I dati economici dell’Eurozona sono al momento in miglioramento, il Continente è in crescita (anche se a ritmo più lento di altre aree geografiche), la fiducia delle Pmi ha toccato i massimi da sei anni, i listini azionari sono spinti dai buoni risultati delle aziende. Anche il termometro politico sembra spostarsi verso le forze più europeiste: in Francia e in Germania.
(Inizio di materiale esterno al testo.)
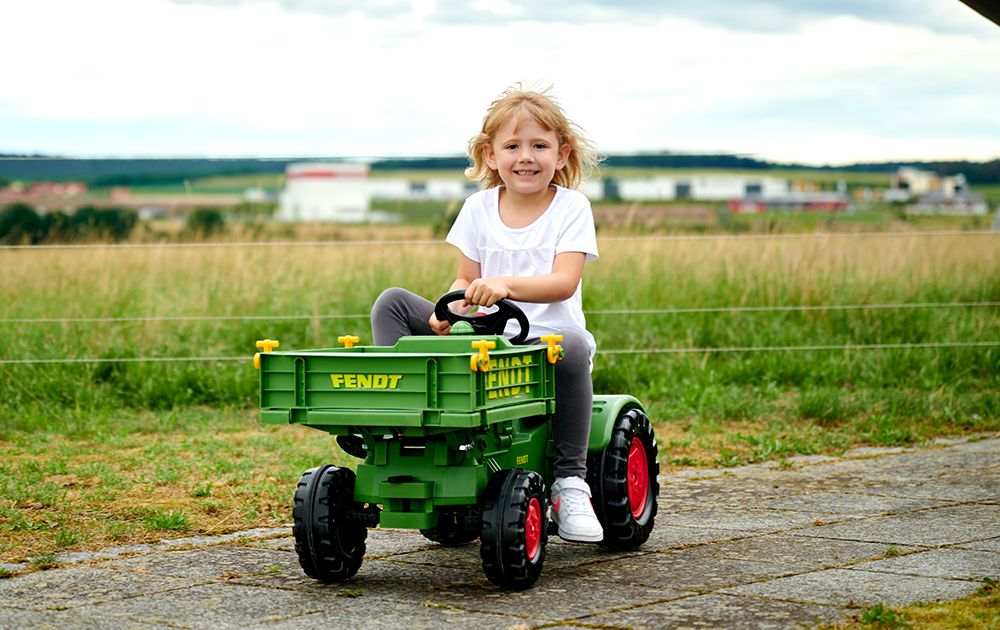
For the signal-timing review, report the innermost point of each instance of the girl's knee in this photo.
(388, 298)
(576, 351)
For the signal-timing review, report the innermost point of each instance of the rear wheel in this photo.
(623, 480)
(514, 534)
(329, 535)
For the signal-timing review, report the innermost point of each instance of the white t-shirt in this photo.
(567, 225)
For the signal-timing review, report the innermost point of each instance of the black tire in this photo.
(625, 506)
(456, 526)
(329, 542)
(514, 533)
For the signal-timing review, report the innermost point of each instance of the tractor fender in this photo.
(605, 411)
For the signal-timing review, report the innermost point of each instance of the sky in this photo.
(805, 81)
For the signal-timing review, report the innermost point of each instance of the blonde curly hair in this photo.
(518, 101)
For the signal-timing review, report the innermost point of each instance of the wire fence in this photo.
(609, 351)
(731, 309)
(427, 242)
(598, 312)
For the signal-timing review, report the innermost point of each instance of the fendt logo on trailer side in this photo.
(509, 377)
(365, 381)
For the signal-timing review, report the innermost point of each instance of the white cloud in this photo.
(252, 78)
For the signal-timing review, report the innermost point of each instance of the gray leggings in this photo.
(398, 313)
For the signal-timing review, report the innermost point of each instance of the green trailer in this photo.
(454, 438)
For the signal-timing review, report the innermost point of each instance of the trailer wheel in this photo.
(514, 528)
(623, 481)
(329, 543)
(455, 527)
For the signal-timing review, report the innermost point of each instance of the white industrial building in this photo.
(343, 191)
(705, 187)
(325, 191)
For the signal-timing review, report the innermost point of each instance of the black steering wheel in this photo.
(491, 324)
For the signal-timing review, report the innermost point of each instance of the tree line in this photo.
(103, 172)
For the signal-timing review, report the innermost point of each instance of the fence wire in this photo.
(609, 351)
(425, 242)
(643, 311)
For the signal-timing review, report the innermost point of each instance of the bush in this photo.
(112, 223)
(206, 221)
(21, 225)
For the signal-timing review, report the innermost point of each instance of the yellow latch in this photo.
(555, 350)
(266, 345)
(348, 340)
(481, 362)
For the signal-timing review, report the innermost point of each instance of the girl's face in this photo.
(526, 155)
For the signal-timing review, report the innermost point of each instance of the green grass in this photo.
(979, 610)
(116, 453)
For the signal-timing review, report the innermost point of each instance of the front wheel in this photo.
(623, 480)
(514, 534)
(329, 538)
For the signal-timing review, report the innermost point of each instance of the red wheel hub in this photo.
(638, 478)
(533, 529)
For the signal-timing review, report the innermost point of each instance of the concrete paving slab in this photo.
(991, 544)
(745, 519)
(856, 588)
(761, 546)
(558, 596)
(951, 563)
(75, 618)
(799, 552)
(927, 528)
(721, 611)
(665, 536)
(848, 503)
(684, 571)
(363, 613)
(77, 586)
(975, 485)
(376, 579)
(211, 563)
(216, 606)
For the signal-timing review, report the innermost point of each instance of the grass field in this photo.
(113, 453)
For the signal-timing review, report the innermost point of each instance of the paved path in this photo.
(757, 547)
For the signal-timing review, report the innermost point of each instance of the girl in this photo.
(526, 236)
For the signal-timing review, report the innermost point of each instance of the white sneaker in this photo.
(573, 512)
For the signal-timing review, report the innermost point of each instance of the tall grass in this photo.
(955, 385)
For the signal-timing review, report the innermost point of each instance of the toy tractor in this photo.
(454, 432)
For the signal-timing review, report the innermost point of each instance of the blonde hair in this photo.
(517, 101)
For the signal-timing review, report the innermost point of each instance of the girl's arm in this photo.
(567, 270)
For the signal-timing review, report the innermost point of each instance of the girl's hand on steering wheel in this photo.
(486, 291)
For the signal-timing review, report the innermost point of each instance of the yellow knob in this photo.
(348, 340)
(266, 345)
(481, 362)
(554, 352)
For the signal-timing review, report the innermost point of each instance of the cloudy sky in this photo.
(811, 81)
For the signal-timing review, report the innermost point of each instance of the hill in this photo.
(130, 172)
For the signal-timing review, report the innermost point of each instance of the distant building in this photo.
(328, 191)
(908, 183)
(934, 194)
(937, 202)
(701, 187)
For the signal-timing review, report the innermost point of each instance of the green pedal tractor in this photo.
(455, 437)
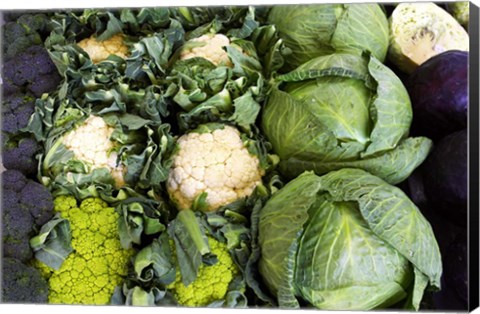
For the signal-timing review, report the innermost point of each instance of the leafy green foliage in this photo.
(322, 29)
(341, 111)
(348, 233)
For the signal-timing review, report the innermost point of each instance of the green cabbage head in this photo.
(346, 241)
(343, 111)
(320, 29)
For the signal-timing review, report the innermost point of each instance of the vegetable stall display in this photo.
(234, 156)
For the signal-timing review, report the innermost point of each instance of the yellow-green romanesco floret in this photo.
(98, 262)
(212, 281)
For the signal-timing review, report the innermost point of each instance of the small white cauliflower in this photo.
(419, 31)
(101, 50)
(212, 49)
(90, 142)
(216, 163)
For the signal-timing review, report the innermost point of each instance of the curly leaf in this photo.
(53, 243)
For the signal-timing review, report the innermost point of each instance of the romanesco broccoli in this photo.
(212, 281)
(98, 263)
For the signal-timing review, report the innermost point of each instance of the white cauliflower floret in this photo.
(217, 163)
(90, 142)
(101, 50)
(212, 50)
(419, 31)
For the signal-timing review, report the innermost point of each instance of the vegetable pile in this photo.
(273, 156)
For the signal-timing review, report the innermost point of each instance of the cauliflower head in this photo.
(419, 31)
(101, 50)
(212, 281)
(210, 47)
(215, 162)
(90, 142)
(98, 262)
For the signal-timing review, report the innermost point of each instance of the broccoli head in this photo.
(24, 30)
(19, 154)
(31, 71)
(16, 111)
(25, 77)
(26, 205)
(98, 262)
(22, 283)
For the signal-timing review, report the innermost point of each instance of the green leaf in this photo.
(393, 166)
(191, 244)
(281, 220)
(139, 216)
(52, 245)
(391, 215)
(156, 258)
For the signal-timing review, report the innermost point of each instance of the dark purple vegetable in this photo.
(456, 267)
(445, 177)
(439, 93)
(22, 283)
(26, 206)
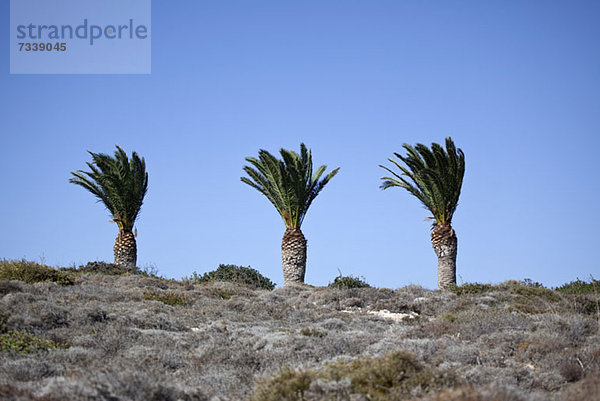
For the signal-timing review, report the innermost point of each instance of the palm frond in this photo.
(433, 175)
(119, 182)
(288, 183)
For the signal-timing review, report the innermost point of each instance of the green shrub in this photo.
(345, 282)
(391, 377)
(235, 274)
(288, 385)
(169, 298)
(527, 291)
(31, 272)
(579, 287)
(471, 288)
(101, 267)
(23, 342)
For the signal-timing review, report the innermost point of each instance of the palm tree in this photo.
(121, 184)
(434, 176)
(291, 186)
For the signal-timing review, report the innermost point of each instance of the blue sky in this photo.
(516, 84)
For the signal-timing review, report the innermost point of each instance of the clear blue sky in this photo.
(516, 84)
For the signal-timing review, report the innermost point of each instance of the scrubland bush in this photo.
(471, 288)
(24, 342)
(391, 377)
(579, 287)
(232, 273)
(122, 346)
(169, 298)
(31, 272)
(345, 282)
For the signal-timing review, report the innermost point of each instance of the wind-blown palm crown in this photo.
(291, 185)
(120, 183)
(435, 177)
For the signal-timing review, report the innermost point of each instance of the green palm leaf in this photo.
(434, 176)
(288, 183)
(119, 182)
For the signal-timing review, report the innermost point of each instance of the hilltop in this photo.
(94, 336)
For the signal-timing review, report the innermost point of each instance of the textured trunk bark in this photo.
(125, 250)
(293, 256)
(445, 245)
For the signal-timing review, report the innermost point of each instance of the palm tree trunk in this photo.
(445, 245)
(293, 256)
(125, 250)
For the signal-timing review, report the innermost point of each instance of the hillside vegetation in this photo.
(80, 334)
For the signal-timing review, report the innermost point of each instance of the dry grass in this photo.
(506, 342)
Ma sul futuro dell’Unione pesa il grande limite del progetto europeo, che vive in una perenne contraddizione tra diritto e politica. Da una parte si fonda su un complesso sistema di trattati, le famose regole che sono alla base delle relazioni comuni; dall’altra la sua struttura si basa ancora su un processo decisionale molto politico nel senso più antico del termine. Molte delle scelte chiave vengono ancora prese in incontri informali, tramite accordi e negoziati. I rapporti di forza si esprimono attraverso continue relazioni dialettiche pubbliche e anche private.
Il 25 marzo 1957 le cronache raccontano che i leader europei furono accolti nella capitale da una bella giornata primaverile che poi fu bagnata da un nubifragio. Il sessantesimo anno di vita del progetto europeo sarà cruciale per il futuro dell’Unione. È difficile capire se la situazione politica sta lentamente uscendo dal periodo più critico, oppure se quella a cui assistiamo è la quiete prima della tempesta. Gli investitori però non disperino, in questa situazione di calma apparente, si può ancora navigare sulla liquidità della Bce: l’importante è evitare le concentrazioni di rischio, diversificare e navigare con prudenza.